Publicado: noviembre 23, 2025, 7:07 pm

El jueves por la tarde, poco después de conocerse la condena al fiscal general, el ministro de Justicia, Félix Bolaños, compareció ante los medios. Como apuntó Leyre Iglesias, su tono resonó con el que Arias Navarro anunció la muerte de Franco 50 años antes: «El Gobierno tiene el deber legal de respetar el fallo, pero también el deber moral de decir públicamente que no lo compartimos». Sus palabras son del máximo interés, pues expresan que el Gobierno cree que el Tribunal Supremo condena a un hombre inocente. Un peligroso acto de fe, pues supone una de estas dos tesis: o bien que el órgano jurisdiccional superior ha cometido un grave error, o bien que ha prevaricado. Y como sería cómico que cualquier miembro del gobierno —no digamos Óscar López— acusara a los magistrados del Supremo de errar por falta de pericia, es más razonable pensar que están acusando al tribunal de prevaricar, o sea, de dictar a sabiendas una sentencia injusta.
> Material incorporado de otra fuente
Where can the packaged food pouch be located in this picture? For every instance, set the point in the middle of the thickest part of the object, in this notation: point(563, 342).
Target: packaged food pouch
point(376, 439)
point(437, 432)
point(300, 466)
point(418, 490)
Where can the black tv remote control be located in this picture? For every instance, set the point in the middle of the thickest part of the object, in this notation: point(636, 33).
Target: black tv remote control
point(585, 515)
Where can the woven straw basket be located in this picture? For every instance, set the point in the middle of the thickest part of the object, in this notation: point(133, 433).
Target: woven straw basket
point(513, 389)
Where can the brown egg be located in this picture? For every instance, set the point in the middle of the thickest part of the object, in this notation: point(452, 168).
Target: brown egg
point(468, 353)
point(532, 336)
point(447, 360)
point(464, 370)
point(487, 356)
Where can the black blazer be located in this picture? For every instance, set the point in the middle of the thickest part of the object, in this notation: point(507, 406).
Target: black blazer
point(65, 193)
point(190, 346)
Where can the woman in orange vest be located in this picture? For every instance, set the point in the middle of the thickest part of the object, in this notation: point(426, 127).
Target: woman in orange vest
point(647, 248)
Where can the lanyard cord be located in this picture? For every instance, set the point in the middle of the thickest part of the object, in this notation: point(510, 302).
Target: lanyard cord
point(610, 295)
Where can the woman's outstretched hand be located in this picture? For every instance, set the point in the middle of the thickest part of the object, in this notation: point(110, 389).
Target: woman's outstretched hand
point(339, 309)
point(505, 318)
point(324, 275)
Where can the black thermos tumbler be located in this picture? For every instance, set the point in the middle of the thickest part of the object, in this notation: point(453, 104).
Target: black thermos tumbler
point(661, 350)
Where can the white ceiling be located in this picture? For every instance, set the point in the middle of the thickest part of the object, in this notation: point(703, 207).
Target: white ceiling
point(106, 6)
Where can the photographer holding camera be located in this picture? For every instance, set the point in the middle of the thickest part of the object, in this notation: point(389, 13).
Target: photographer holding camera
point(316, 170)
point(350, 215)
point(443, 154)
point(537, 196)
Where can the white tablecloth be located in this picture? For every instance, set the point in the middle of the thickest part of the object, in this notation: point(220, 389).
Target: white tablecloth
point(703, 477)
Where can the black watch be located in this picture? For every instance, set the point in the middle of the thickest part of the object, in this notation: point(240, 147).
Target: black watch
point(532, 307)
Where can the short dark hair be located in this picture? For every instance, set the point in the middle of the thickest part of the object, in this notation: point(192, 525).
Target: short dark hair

La noche en que conocimos el fallo, el propio Óscar López pasó por los micrófonos de la Cadena Ser para decretar que «el fiscal general es inocente, a pesar de lo que diga el Tribunal Supremo». Tristemente, nos hemos acostumbrado a que el Ejecutivo rechace la autoridad institucional del Poder Judicial. Los ecos schmittianos cada vez suenan más fuertes. El gobierno está a un paso de insinuar que, en nombre de la soberanía popular, puede invalidar la ley. No sé si el gobierno pretende usurpar las funciones del poder judicial o sólo deslegitimarlo. Pero lo peor de su deriva schmittiana es el cinismo con que atacan la separación de poderes y, sin interrupción, alertan sobre los peligros que acechan la democracia liberal.
Claro que en el caso que nos ocupa quizá haya otra alternativa; quizá el imponderable Óscar López no decretó la inocencia del fiscal general desde el sectarismo y la fe, sino desde el conocimiento y la contrición. Recordemos que el testimonio más inasumible del juicio fue el de Pilar Sánchez Acera, ex asesora del ministro López cuando este era jefe de gabinete del presidente. Declaró que recibió el correo confidencial de un periodista, pero que no recuerda ni quién era ni de qué medio. En otras palabras, el rastro de la filtración originaria se detiene en Sánchez Acera, es decir, en la oficina de Óscar López en Moncloa. Por eso no descarto que la rotundidad con la que López afirma la inocencia del fiscal general no responda a su habitual zoquetería, sino al conocimiento íntimo de cómo empezó todo.
Esta tesis podría explicar la actitud que Pedro Sánchez ha tenido estos meses. No ha tratado a García Ortiz como a Ábalos, Koldo o Cerdán, apartados desde su imputación. Ni siquiera como a su hermano, del que rara vez habla. García Ortiz ha recibido un respaldo sólo comparable al de Begoña Gómez. Y me pregunto si el motivo es que el fiscal general no sería un delincuente convicto si Moncloa no hubiera activado una operación para contrarrestar las informaciones sobre la esposa del presidente. García Ortiz delinquió por participar en una operación que él no puso en marcha. Una muestra de lealtad que ha pagado cara. Sus incitadores lo saben, y por eso mantienen su apoyo moral. Saben que delinquió por ellos, y por eso en algún momento tendrán que pedirle perdón.